DECISÃO JUDICIAL REVERSÃO

Justiça revoga prisão de policial civil que agrediu idosos em Cuiabá

Imagem de circuito interno mostra local da agressão em condomínio de Cuiabá
Câmeras registram agressão em condomínio de Cuiabá

Magistrado substitui detenção por medidas cautelares rigorosas para investigado; vítima mudou de estado e mudou o cenário processual.

O investigador aposentado da Polícia Civil, Luciano Testa, obteve a revogação de sua prisão preventiva em decisão proferida pelo juiz Marcos Faleiros da Silva, da 14ª Vara Criminal de Cuiabá, na quinta-feira, 09/07/2026. A medida permite que o acusado responda ao processo em liberdade, sob a condição de cumprir rigorosas normas impostas pelo Poder Judiciário, em resposta à agressão contra um casal de idosos ocorrida em um condomínio da capital mato-grossense.

A decisão, que estabelece um novo rumo para o caso em 10/07/2026, substitui o encarceramento por uma série de restrições de segurança para proteger as vítimas. Entre as medidas cautelares impostas, Luciano Testa está proibido de acessar o condomínio onde os fatos ocorreram e deve manter uma distância mínima de 300 metros das vítimas, estando vedado qualquer tipo de contato, direto ou indireto. O investigado também não pode se ausentar da Comarca de Cuiabá sem autorização prévia, tem o dever de comparecer mensalmente ao juízo e deve realizar a entrega de seu armamento de fogo em até 48 horas, com o respectivo porte suspenso.

O magistrado justificou a revogação ao identificar uma alteração substancial no contexto que originou a prisão inicial. De acordo com os autos, o fato de uma das vítimas ter se mudado de Mato Grosso para outro estado reduziu o risco de novos confrontos, eliminando um dos pilares que sustentavam a necessidade da prisão preventiva para a garantia da ordem pública.

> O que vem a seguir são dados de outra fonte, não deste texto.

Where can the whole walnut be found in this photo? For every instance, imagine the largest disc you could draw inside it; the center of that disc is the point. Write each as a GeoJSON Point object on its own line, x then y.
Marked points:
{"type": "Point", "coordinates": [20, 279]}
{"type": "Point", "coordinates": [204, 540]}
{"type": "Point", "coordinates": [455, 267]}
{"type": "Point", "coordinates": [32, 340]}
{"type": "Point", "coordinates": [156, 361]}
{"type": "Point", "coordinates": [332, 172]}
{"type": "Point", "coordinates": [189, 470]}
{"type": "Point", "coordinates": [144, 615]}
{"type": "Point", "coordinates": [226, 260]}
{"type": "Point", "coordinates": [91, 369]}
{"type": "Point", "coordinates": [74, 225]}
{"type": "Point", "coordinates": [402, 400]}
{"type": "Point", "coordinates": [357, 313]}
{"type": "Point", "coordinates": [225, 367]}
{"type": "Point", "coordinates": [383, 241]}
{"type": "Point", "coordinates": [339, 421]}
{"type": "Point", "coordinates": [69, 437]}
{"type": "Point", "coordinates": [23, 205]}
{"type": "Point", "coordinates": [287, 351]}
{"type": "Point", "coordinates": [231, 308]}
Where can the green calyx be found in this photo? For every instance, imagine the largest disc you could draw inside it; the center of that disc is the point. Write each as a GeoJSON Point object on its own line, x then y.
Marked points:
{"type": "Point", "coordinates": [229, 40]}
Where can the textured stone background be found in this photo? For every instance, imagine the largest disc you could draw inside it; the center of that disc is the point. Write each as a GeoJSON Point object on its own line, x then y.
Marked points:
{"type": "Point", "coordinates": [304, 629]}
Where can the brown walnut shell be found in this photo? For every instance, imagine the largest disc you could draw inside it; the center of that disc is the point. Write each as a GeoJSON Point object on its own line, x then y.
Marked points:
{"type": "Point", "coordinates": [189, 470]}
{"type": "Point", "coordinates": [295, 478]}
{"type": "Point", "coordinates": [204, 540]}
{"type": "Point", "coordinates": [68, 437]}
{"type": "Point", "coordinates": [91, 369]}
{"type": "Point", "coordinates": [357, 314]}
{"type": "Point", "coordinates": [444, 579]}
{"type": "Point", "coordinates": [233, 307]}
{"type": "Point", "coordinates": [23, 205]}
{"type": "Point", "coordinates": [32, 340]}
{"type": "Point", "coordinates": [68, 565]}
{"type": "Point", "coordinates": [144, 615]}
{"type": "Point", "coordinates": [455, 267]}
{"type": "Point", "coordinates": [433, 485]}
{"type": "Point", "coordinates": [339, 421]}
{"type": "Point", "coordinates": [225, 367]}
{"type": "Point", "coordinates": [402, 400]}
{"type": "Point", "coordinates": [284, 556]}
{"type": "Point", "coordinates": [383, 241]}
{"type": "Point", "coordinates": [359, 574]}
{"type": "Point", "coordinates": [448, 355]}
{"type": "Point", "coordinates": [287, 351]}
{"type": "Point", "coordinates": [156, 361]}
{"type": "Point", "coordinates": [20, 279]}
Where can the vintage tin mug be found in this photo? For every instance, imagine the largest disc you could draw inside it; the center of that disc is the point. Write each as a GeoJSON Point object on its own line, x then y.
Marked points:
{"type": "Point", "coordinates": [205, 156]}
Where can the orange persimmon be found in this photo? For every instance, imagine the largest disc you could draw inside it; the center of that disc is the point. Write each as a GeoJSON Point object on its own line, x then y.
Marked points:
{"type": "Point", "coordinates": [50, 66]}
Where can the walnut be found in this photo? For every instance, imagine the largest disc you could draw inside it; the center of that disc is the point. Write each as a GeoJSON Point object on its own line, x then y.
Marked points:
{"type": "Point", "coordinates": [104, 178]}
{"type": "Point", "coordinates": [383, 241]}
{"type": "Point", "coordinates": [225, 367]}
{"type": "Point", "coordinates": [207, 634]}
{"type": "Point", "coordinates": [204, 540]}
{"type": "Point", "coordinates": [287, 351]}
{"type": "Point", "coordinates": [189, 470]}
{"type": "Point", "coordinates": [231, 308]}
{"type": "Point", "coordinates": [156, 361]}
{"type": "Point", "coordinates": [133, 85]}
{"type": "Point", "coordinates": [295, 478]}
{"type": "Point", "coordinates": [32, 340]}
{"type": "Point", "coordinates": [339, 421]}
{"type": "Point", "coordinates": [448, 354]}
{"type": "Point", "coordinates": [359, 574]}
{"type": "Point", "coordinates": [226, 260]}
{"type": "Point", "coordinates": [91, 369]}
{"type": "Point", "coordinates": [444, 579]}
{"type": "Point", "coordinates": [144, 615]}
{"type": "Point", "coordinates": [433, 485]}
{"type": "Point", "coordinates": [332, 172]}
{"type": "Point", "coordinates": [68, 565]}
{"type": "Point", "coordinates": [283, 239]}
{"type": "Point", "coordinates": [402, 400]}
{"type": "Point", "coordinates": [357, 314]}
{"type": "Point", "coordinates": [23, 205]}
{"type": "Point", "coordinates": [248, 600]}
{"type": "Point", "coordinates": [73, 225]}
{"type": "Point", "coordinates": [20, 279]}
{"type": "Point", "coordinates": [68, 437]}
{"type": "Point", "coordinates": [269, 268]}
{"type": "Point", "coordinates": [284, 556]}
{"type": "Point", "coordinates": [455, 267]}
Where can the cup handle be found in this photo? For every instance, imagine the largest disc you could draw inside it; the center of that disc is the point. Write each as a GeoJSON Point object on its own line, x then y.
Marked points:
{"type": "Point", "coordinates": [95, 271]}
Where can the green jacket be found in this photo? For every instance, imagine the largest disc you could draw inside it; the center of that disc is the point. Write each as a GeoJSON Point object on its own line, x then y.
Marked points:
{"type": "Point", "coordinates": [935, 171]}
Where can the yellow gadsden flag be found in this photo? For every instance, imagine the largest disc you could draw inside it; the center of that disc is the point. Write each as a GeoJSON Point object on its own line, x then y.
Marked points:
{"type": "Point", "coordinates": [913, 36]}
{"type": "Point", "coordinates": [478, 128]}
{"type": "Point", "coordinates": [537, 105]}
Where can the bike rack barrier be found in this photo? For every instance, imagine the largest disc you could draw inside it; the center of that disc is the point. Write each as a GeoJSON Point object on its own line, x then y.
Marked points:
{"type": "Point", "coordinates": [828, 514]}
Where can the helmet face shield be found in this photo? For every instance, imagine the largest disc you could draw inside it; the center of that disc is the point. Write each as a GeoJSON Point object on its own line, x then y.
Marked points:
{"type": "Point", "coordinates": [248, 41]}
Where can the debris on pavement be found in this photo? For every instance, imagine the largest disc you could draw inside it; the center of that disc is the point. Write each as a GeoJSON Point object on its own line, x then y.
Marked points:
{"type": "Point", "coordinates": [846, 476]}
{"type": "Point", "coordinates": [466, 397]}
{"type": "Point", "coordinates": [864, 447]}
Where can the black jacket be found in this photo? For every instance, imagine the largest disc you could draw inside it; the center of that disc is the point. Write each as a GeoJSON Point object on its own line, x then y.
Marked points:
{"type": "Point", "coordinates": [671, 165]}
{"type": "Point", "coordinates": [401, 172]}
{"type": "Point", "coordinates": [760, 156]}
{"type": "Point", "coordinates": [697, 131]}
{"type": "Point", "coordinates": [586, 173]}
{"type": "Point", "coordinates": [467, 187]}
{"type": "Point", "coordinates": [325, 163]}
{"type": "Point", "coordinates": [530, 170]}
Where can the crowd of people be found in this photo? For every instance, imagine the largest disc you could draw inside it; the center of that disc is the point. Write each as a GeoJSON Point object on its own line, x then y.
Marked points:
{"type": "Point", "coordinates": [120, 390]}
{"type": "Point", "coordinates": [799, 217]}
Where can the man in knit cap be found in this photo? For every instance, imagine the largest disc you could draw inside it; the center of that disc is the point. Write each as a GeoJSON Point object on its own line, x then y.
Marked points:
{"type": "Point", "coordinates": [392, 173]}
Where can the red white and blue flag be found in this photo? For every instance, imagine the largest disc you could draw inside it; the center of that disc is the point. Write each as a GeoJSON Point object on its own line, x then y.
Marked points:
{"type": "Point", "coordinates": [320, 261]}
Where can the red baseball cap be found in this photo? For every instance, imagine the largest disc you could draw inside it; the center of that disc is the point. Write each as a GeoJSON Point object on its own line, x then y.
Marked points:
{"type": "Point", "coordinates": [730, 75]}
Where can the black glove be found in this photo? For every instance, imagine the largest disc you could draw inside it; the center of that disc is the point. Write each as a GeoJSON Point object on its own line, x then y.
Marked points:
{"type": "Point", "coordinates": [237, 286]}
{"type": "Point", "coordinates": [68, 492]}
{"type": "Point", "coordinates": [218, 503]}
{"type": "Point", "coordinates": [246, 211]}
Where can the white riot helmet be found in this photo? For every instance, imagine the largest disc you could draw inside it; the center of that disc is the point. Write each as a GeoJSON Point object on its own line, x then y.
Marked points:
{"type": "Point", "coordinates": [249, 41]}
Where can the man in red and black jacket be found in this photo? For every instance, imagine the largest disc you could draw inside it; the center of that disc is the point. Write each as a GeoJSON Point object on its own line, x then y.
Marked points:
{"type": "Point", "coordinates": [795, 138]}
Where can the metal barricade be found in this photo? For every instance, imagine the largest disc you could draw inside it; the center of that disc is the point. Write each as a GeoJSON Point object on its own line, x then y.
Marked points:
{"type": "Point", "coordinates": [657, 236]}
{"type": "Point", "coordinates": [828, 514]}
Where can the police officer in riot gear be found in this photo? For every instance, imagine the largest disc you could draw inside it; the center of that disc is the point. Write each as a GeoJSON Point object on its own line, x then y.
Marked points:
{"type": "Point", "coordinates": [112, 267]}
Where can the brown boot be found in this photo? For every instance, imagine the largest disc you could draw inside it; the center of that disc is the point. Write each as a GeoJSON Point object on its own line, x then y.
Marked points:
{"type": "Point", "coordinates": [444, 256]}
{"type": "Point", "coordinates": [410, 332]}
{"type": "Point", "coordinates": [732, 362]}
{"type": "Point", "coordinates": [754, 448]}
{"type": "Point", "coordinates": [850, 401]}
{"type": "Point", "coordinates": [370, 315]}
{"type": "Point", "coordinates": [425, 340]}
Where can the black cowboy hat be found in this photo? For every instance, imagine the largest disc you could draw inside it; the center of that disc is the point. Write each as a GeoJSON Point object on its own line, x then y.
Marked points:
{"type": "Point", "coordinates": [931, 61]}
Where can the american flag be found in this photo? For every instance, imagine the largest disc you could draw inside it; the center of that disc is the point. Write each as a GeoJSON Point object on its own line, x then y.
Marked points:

O Ministério Público de Mato Grosso (MPMT) manifestou-se contrariamente à soltura, sustentando que a gravidade das agressões e o trauma que forçou as vítimas a deixarem suas residências deveriam prevalecer na análise. Em contraponto, a defesa, representada pelo advogado Rodrigo Pouso Miranda, reafirmou que as decisões judiciais devem pautar-se estritamente na Constituição e nas provas, afastando-se do impacto emocional ou da repercussão social do episódio.

O episódio, captado por Câmeras de segurança, ganhou notoriedade ao exibir o momento em que Luciano Testa agride o casal dentro de um elevador no bairro Cidade Alta. O inquérito policial segue em curso e investiga os crimes de injúria, lesão corporal e importunação sexual.